Exploratory Visualization of Data and Text
Presented on April 26 2018 at RENCI in Chapel Hill for TriPython
A graphic is never an end in itself; it is a moment in the process of decision making.
-- Jacques Bertin
Chief Data Scientist
Dion Research LLC
fdion @ dionresearch.com
A presentation in 5 notebooks, tackling missing data (completeness), invalid data (validity), ranking, mixed data types, knowing when to trust a visualization and knowing when to drill down further, doing comparisons, finding relationships, looking at hidden traps like imputations, looking at distributions, comparing words and distance metrics for exploratory visualization, and finally comparing whole texts. If you've not attended the talk, some insight will be missing, but at least the notebooks provide many suggestions of tools and approaches.
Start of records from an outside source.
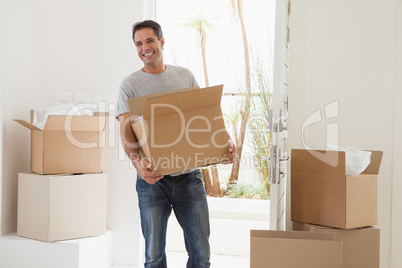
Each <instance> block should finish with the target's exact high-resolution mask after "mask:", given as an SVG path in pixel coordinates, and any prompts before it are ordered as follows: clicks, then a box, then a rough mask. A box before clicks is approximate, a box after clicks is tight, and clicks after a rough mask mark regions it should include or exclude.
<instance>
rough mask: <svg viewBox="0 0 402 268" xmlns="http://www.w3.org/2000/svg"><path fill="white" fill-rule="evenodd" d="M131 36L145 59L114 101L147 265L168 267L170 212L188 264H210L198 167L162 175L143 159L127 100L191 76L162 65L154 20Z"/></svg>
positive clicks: (192, 264)
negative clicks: (185, 250)
mask: <svg viewBox="0 0 402 268" xmlns="http://www.w3.org/2000/svg"><path fill="white" fill-rule="evenodd" d="M132 30H133V40H134V44H135V46H136V48H137V52H138V56H139V58H140V59H141V60H142V62H143V63H144V66H143V68H142V69H141V70H138V71H136V72H134V73H132V74H130V75H129V76H127V77H126V78H124V79H123V81H122V82H121V85H120V91H119V98H118V102H117V115H118V120H119V122H120V135H121V140H122V144H123V147H124V150H125V152H126V154H127V155H128V156H129V158H130V160H131V161H132V163H133V165H134V167H135V168H136V170H137V182H136V189H137V193H138V201H139V208H140V217H141V229H142V233H143V236H144V238H145V268H151V267H155V268H156V267H158V268H162V267H167V262H166V253H165V246H166V230H167V223H168V219H169V216H170V214H171V212H172V210H173V211H174V213H175V215H176V218H177V220H178V222H179V224H180V226H181V227H182V229H183V234H184V241H185V245H186V250H187V252H188V256H189V257H188V262H187V267H195V268H196V267H200V268H204V267H210V247H209V234H210V227H209V213H208V203H207V199H206V194H205V189H204V186H203V183H202V178H201V172H200V170H199V169H187V170H183V171H180V172H178V173H175V174H170V175H166V176H165V175H164V174H163V173H162V172H160V171H156V168H155V166H154V165H152V164H151V163H149V162H148V161H146V160H145V159H141V157H140V156H139V153H138V146H137V144H138V143H137V140H136V139H135V137H134V134H133V132H132V129H131V125H130V120H129V109H128V104H127V99H128V98H133V97H139V96H144V95H149V94H154V93H158V92H164V91H168V90H174V89H180V88H188V87H194V86H197V81H196V80H195V78H194V76H193V74H192V73H191V72H190V71H189V70H188V69H186V68H183V67H179V66H173V65H165V64H164V62H163V53H162V52H163V47H164V45H165V39H164V37H163V34H162V29H161V27H160V25H159V24H158V23H156V22H155V21H151V20H146V21H142V22H138V23H136V24H134V25H133V29H132ZM234 153H235V147H234V145H233V143H230V144H229V146H228V153H227V154H225V155H224V157H226V158H227V159H229V161H228V162H227V163H230V162H231V160H232V159H233V157H234Z"/></svg>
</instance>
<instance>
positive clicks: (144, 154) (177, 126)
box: [127, 85, 228, 174]
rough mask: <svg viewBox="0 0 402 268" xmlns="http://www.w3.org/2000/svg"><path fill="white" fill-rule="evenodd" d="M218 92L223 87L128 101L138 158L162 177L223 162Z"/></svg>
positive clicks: (219, 102)
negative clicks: (180, 171) (139, 154)
mask: <svg viewBox="0 0 402 268" xmlns="http://www.w3.org/2000/svg"><path fill="white" fill-rule="evenodd" d="M222 91H223V85H219V86H214V87H208V88H202V89H199V88H197V87H195V88H186V89H178V90H172V91H167V92H163V93H158V94H152V95H147V96H142V97H137V98H130V99H128V100H127V102H128V106H129V109H130V119H131V126H132V129H133V132H134V135H135V137H136V139H137V141H138V142H139V146H140V147H139V153H140V156H141V158H142V159H147V160H149V161H150V162H151V163H153V164H154V165H155V166H156V168H157V169H158V170H161V171H163V172H164V174H171V173H174V172H178V171H181V170H185V169H190V168H196V167H201V166H206V165H210V164H217V163H220V162H222V161H224V160H225V159H224V157H223V154H224V153H227V146H228V135H227V131H226V128H225V124H224V121H223V116H222V110H221V106H220V102H221V97H222Z"/></svg>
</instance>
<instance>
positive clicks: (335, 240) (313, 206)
mask: <svg viewBox="0 0 402 268" xmlns="http://www.w3.org/2000/svg"><path fill="white" fill-rule="evenodd" d="M371 153H372V154H371V162H370V164H369V166H368V167H367V168H366V169H365V170H364V171H363V172H362V173H361V174H360V175H358V176H347V175H345V170H346V168H345V166H346V160H345V152H337V151H309V150H298V149H294V150H292V152H291V220H292V221H293V230H292V231H252V232H251V268H256V267H286V268H292V267H295V268H296V267H297V268H304V267H306V268H307V267H309V268H310V267H334V268H341V267H345V268H378V267H379V265H380V264H379V263H380V261H379V251H380V230H379V229H377V228H375V227H373V225H377V224H378V172H379V169H380V164H381V159H382V152H379V151H372V152H371Z"/></svg>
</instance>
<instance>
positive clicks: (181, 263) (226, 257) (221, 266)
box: [167, 251, 250, 268]
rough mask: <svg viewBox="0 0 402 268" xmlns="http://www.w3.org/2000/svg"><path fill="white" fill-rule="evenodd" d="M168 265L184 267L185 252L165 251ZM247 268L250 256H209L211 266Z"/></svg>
mask: <svg viewBox="0 0 402 268" xmlns="http://www.w3.org/2000/svg"><path fill="white" fill-rule="evenodd" d="M167 256H168V267H169V268H185V267H186V263H187V253H186V252H176V251H169V252H167ZM223 267H230V268H249V267H250V257H249V256H229V255H217V254H213V255H212V256H211V268H223Z"/></svg>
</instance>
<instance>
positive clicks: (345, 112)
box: [288, 0, 402, 268]
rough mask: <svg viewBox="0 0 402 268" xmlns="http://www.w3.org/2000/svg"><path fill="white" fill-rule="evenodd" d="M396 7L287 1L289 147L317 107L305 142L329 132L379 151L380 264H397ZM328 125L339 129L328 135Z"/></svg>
mask: <svg viewBox="0 0 402 268" xmlns="http://www.w3.org/2000/svg"><path fill="white" fill-rule="evenodd" d="M398 4H399V14H398ZM401 5H402V1H401V0H382V1H375V0H353V1H349V0H338V1H335V0H298V1H292V13H291V22H290V23H291V35H290V56H289V60H290V69H289V135H288V136H289V148H290V149H291V148H302V145H303V141H302V139H301V137H302V125H303V123H304V122H305V120H306V119H307V118H308V117H309V116H310V115H311V114H312V113H313V112H315V111H317V110H321V112H322V116H323V120H322V121H321V122H319V123H316V124H314V125H311V126H309V127H308V128H306V130H305V132H304V135H305V140H304V142H306V144H308V145H309V146H310V147H312V148H314V149H323V148H324V146H323V143H324V142H325V141H326V140H327V134H330V136H332V137H336V138H337V140H338V141H339V145H350V146H356V147H359V148H362V149H373V150H382V151H384V157H383V161H382V165H381V170H380V175H379V228H381V267H383V268H384V267H391V261H392V267H395V268H396V267H402V258H401V256H400V254H399V251H400V248H401V245H402V244H401V241H402V233H401V230H400V226H401V224H402V213H401V207H400V206H401V205H400V204H401V203H402V200H401V197H400V196H401V194H402V184H401V182H400V180H399V177H400V176H401V174H402V170H401V165H400V163H401V161H402V154H401V151H402V143H401V141H400V137H401V134H402V118H401V117H400V116H399V115H400V114H402V110H401V108H400V104H399V103H400V102H401V101H402V95H401V91H402V83H401V74H402V71H401V69H402V68H401V63H402V60H401V53H402V50H401V37H402V34H401V29H402V23H401V18H400V17H401V15H402V12H401ZM398 15H399V16H398ZM397 31H399V34H398V32H397ZM397 41H398V42H399V46H397ZM398 74H399V76H398ZM334 101H338V111H339V115H338V116H337V117H336V118H333V119H329V120H326V119H325V113H324V108H325V106H326V105H328V104H330V103H332V102H334ZM329 123H333V124H334V125H332V126H335V125H337V127H338V131H334V132H332V133H327V125H328V124H329ZM288 203H289V202H288ZM289 209H290V208H289ZM398 209H399V210H398ZM391 245H392V246H393V248H392V251H391V247H390V246H391ZM391 252H392V253H393V254H392V255H391Z"/></svg>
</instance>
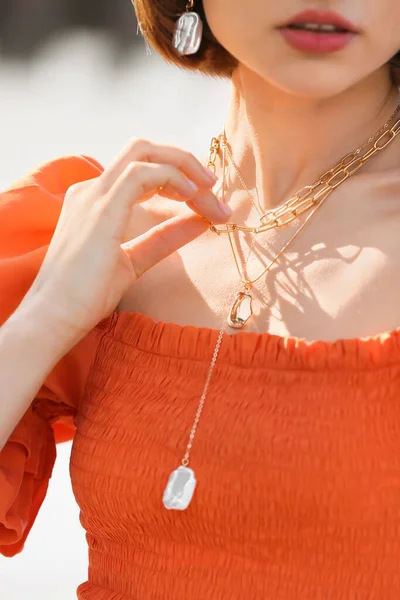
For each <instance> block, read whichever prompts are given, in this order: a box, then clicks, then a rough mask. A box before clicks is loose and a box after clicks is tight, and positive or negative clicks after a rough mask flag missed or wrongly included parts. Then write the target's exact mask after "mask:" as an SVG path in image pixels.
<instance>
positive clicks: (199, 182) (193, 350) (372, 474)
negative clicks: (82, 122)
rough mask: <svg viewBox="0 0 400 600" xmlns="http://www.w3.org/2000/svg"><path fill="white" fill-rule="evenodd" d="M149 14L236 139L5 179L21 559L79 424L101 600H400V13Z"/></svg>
mask: <svg viewBox="0 0 400 600" xmlns="http://www.w3.org/2000/svg"><path fill="white" fill-rule="evenodd" d="M136 9H137V13H138V17H139V22H140V24H141V28H142V31H143V33H144V35H146V36H147V38H148V40H149V42H150V43H152V44H153V45H154V46H155V47H156V48H157V49H158V50H159V51H160V52H161V54H162V55H163V56H164V57H165V58H167V59H168V60H171V61H173V62H175V63H176V64H177V65H179V66H183V67H187V68H193V69H198V70H200V71H202V72H204V73H207V74H209V75H218V76H226V77H231V79H232V98H231V103H230V106H229V108H228V111H227V119H226V123H225V129H224V131H223V132H222V135H218V134H219V133H220V132H215V136H216V137H215V139H214V140H213V143H212V145H211V151H210V154H209V161H208V167H209V169H207V168H205V167H206V165H204V166H203V165H201V163H200V162H199V161H198V160H197V159H196V158H194V157H193V156H191V155H189V154H188V153H187V152H185V151H184V150H181V149H178V148H172V147H166V146H162V145H159V144H157V143H155V142H147V141H140V140H135V141H133V142H132V143H130V144H129V145H128V146H127V148H126V149H125V150H123V152H122V153H121V154H120V155H119V156H118V157H117V158H116V159H115V161H114V162H113V163H112V164H111V165H110V166H108V167H107V168H106V169H105V170H103V169H102V168H101V166H100V165H99V164H98V163H97V162H96V161H95V160H94V159H90V158H86V157H82V156H80V157H78V156H75V157H66V158H63V159H59V160H56V161H54V162H52V163H50V164H46V165H44V166H42V167H40V168H38V170H36V171H35V172H34V173H31V174H30V175H28V176H27V178H25V179H24V180H22V181H21V182H19V183H17V184H16V185H15V186H13V187H12V188H11V189H9V190H7V191H5V192H4V193H3V195H2V198H1V202H0V257H1V261H0V282H1V293H0V298H1V305H2V309H1V319H2V323H3V325H2V327H1V329H0V365H1V366H0V381H1V390H2V394H1V398H2V403H1V428H0V441H1V445H0V448H2V451H1V454H0V457H1V463H0V464H1V470H0V472H1V474H2V475H1V477H2V479H1V481H2V488H1V489H2V494H1V502H0V519H1V521H0V522H1V523H2V525H1V529H0V539H1V544H2V545H1V549H2V552H3V553H4V554H5V555H7V556H12V555H14V554H15V553H17V552H19V551H20V550H21V549H22V547H23V543H24V541H25V539H26V537H27V535H28V533H29V530H30V528H31V526H32V524H33V522H34V519H35V517H36V514H37V512H38V510H39V507H40V505H41V503H42V501H43V499H44V496H45V493H46V488H47V484H48V480H49V477H50V475H51V471H52V467H53V463H54V457H55V442H57V441H62V440H65V439H71V438H72V436H74V441H73V449H72V455H71V469H70V471H71V480H72V485H73V489H74V493H75V496H76V499H77V502H78V504H79V505H80V508H81V521H82V524H83V526H84V527H85V529H86V531H87V539H88V544H89V562H90V566H89V577H88V582H86V583H83V584H82V585H81V586H79V588H78V598H80V600H92V599H96V600H128V599H133V598H135V599H136V598H137V599H139V598H140V599H141V600H150V599H155V598H167V597H174V598H175V599H182V600H183V599H185V600H187V599H188V598H196V599H200V598H201V599H202V600H205V599H210V600H211V599H212V600H220V599H221V600H226V599H228V598H229V599H230V600H232V599H242V598H245V597H246V598H251V599H252V600H259V599H260V600H261V599H263V600H264V599H266V598H269V599H271V600H297V599H300V598H301V600H308V599H310V600H313V599H324V600H327V599H332V600H339V599H340V600H344V599H350V598H357V599H362V600H364V599H367V598H368V599H369V600H371V599H376V600H378V599H379V600H382V599H385V600H391V599H393V600H394V599H397V598H399V596H400V575H399V569H398V559H399V556H400V509H399V507H400V391H399V390H400V330H399V329H396V327H397V326H398V323H399V306H400V284H398V283H397V282H398V281H399V277H398V273H399V268H400V265H399V256H400V252H399V250H400V245H399V236H398V231H399V228H400V210H399V197H400V177H399V167H398V164H399V153H400V147H399V143H400V142H399V139H398V137H397V134H398V131H399V129H400V123H399V118H400V114H399V110H400V109H399V106H398V105H399V91H398V89H397V86H396V83H395V71H394V64H395V59H396V55H397V53H398V50H399V46H400V34H399V32H398V26H397V23H398V20H399V18H400V5H398V4H397V3H392V2H391V1H390V0H352V1H350V0H342V1H338V2H327V1H326V2H322V0H320V1H319V0H315V1H314V2H312V3H305V2H303V1H300V0H282V1H281V2H279V3H275V2H268V3H266V2H263V1H262V0H248V1H247V2H243V0H229V2H228V1H227V0H220V1H219V2H213V1H212V0H204V2H203V4H202V3H201V2H200V0H197V1H196V2H194V3H193V2H189V4H188V5H187V6H186V5H185V2H184V1H181V0H162V1H161V0H157V1H156V0H151V1H150V0H137V2H136ZM328 9H330V10H328ZM333 10H335V12H332V11H333ZM199 44H200V46H199ZM210 100H211V102H210V109H211V110H212V106H213V103H214V102H218V98H212V99H210ZM192 118H193V119H195V118H196V115H195V114H193V117H192ZM179 126H185V127H188V126H190V123H182V124H179ZM344 156H345V158H343V157H344ZM342 159H343V160H342ZM210 171H211V173H210ZM213 171H215V173H216V178H215V177H213V174H212V172H213ZM150 199H151V201H150V202H147V200H150ZM289 200H290V202H289ZM228 204H229V208H228ZM311 217H312V218H311ZM210 224H211V225H210ZM189 242H190V243H189ZM196 482H197V484H196Z"/></svg>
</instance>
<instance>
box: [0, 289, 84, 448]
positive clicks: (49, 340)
mask: <svg viewBox="0 0 400 600" xmlns="http://www.w3.org/2000/svg"><path fill="white" fill-rule="evenodd" d="M72 345H73V342H72V339H70V340H69V339H67V336H66V335H64V334H63V332H62V331H61V327H60V325H59V323H58V321H57V319H56V318H54V317H52V315H51V313H50V312H49V310H47V309H46V306H45V305H44V304H43V303H41V302H40V301H39V299H38V298H37V297H32V298H30V299H26V300H24V301H23V302H22V303H21V305H20V306H19V307H18V308H17V310H16V311H15V312H14V313H13V315H12V316H11V317H10V318H9V319H8V320H7V321H6V322H5V323H4V325H3V326H2V327H0V451H1V449H2V448H3V447H4V445H5V444H6V442H7V440H8V438H9V436H10V434H11V433H12V432H13V430H14V429H15V427H16V425H17V424H18V422H19V421H20V419H21V418H22V417H23V415H24V414H25V412H26V411H27V410H28V408H29V406H30V404H31V403H32V402H33V400H34V399H35V397H36V395H37V392H38V391H39V389H40V388H41V386H42V384H43V383H44V381H45V379H46V378H47V376H48V375H49V373H50V372H51V371H52V369H53V368H54V367H55V365H56V364H57V362H58V361H59V360H61V358H62V357H63V356H64V355H65V354H66V353H67V352H68V351H69V349H70V348H71V347H72Z"/></svg>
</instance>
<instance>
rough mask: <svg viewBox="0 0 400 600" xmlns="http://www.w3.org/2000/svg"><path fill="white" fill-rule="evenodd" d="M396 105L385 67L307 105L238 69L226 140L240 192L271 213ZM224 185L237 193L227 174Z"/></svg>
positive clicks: (242, 66) (322, 171)
mask: <svg viewBox="0 0 400 600" xmlns="http://www.w3.org/2000/svg"><path fill="white" fill-rule="evenodd" d="M397 103H398V91H397V88H396V86H395V85H394V84H393V82H392V79H391V76H390V71H389V69H388V68H386V67H384V68H382V69H381V70H379V71H377V72H375V73H373V74H372V75H370V76H369V77H368V78H366V79H364V80H362V81H360V82H358V83H357V84H355V85H354V86H353V87H351V88H349V89H347V90H346V91H344V92H342V93H340V94H338V95H336V96H334V97H331V98H327V99H310V98H298V97H294V96H291V95H289V94H287V93H286V92H284V91H282V90H279V89H277V88H274V87H273V86H271V85H270V84H268V83H267V82H265V81H264V80H260V78H259V77H258V76H257V75H256V74H254V73H253V72H251V71H249V70H248V69H246V68H245V67H243V66H241V67H239V68H238V69H237V70H236V71H235V73H234V75H233V78H232V94H231V102H230V106H229V112H228V118H227V122H226V128H225V129H226V136H227V140H228V142H229V145H230V147H231V149H232V152H233V156H234V159H235V162H236V164H237V165H238V167H239V169H240V171H241V173H242V175H243V178H244V180H245V182H246V184H247V186H248V187H249V189H252V190H257V193H258V196H259V200H260V204H261V206H262V207H263V209H270V208H273V207H274V206H277V205H279V204H281V203H282V202H284V201H285V200H287V199H288V198H289V197H291V196H293V195H294V194H295V193H296V191H298V190H299V189H301V188H303V187H304V186H306V185H311V184H312V183H314V181H316V180H317V179H318V178H319V176H320V175H321V174H322V173H324V172H325V171H326V170H328V169H330V168H332V167H333V166H334V165H335V164H336V163H337V162H338V161H339V160H340V159H341V158H342V157H343V156H344V155H345V154H347V153H348V152H351V151H353V150H355V149H356V148H358V147H359V146H361V145H362V144H363V143H364V142H365V141H366V140H367V139H368V138H369V137H370V136H371V135H373V134H374V133H375V132H376V131H377V130H378V129H380V127H382V126H383V124H384V123H385V121H386V120H387V119H388V118H389V117H390V115H391V114H392V112H393V110H394V109H395V107H396V105H397ZM382 154H384V153H382ZM379 160H380V156H379V157H377V158H376V159H374V161H375V162H374V168H377V166H378V163H379ZM372 162H373V161H371V163H372ZM371 163H368V164H367V165H366V166H365V167H363V168H364V169H368V168H371V166H370V165H371ZM228 185H229V186H231V189H232V190H233V189H237V188H238V187H240V184H239V182H238V180H237V178H236V176H235V174H234V171H232V169H231V170H230V172H229V180H228Z"/></svg>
Notebook 1 shows typical average quality data sources and how missing data in itself is not an absolute metric, if the data is representing missing data in a non standard way... Else you could get a false sense of security about your data. Visualizations covered: missing data matrix (missingno), stem-and-leaf plot for mixed data types (stem_graphic.alpha), word clouds vs word frequency plots and word sunbursts.
Notebook 2 brings up the issue of wrong data types, often discovered by trying to visualize the data (such as a seaborn boxplot). It also tackles the question of distribution, of comparisons and of combining multiple views of the data into one visualization to gain better understanding of it.
Notebook 3 tackles a specific data type: time series and how interactive visualizations can help drill down and compare this type of data, and how it is easy to create derived representations using these visualizations (like spread). Going back to data types, indexes are extremely important for time series. They should also have a proper frequency set, which potentially introduces more missing values (we are back at square one, or I should say Notebook 1). We also answer the question of composition. Time series composition can be infered to a certain degree. For other type of data, ternary plots, stacked bar charts or area charts etc, are more appropriate, but data probably needs to be massaged to add to 100%.
Notebook 4 sees more data issues, such as byte chars instead of strings. We also compare the composition of population using percentages and line and bar charts, again using a plot with hover information, zoom and feature selection. We also investigate the relationships between these features using pair plots and correlation heatmaps.
Notebook 5 addresses the question of how to do visual comparisons of words, and how to compare multiple documents
Basic building blocks
Statistical (for decomposition)
And pandas does offer the .plot() method on dataframes, along with parallel coordinates, RadViz and a few other visualizations.
The books I brought to the presentation:
- J. Pebble, The Construction of Graphical Charts (1910)
- W. Brinton, Graphic Presentation (1939)
- R. Harris, Information Graphics: A Comprehensive Illustrated Reference (1999)
- T. Munzner, Visualization Analysis and Design (2014), AK Peters
Check out my ex-libris list on LinkedIn
There are many more fundamental questions that can be answered by visualizations (things like risk, outliers, trends and many many more), and several area of visualizations that were not even mentioned (maps and graphs just to name two) due to the limited amount of time for the presentation. That doesn't mean they shouldn't be part of your daily visual explorations of data.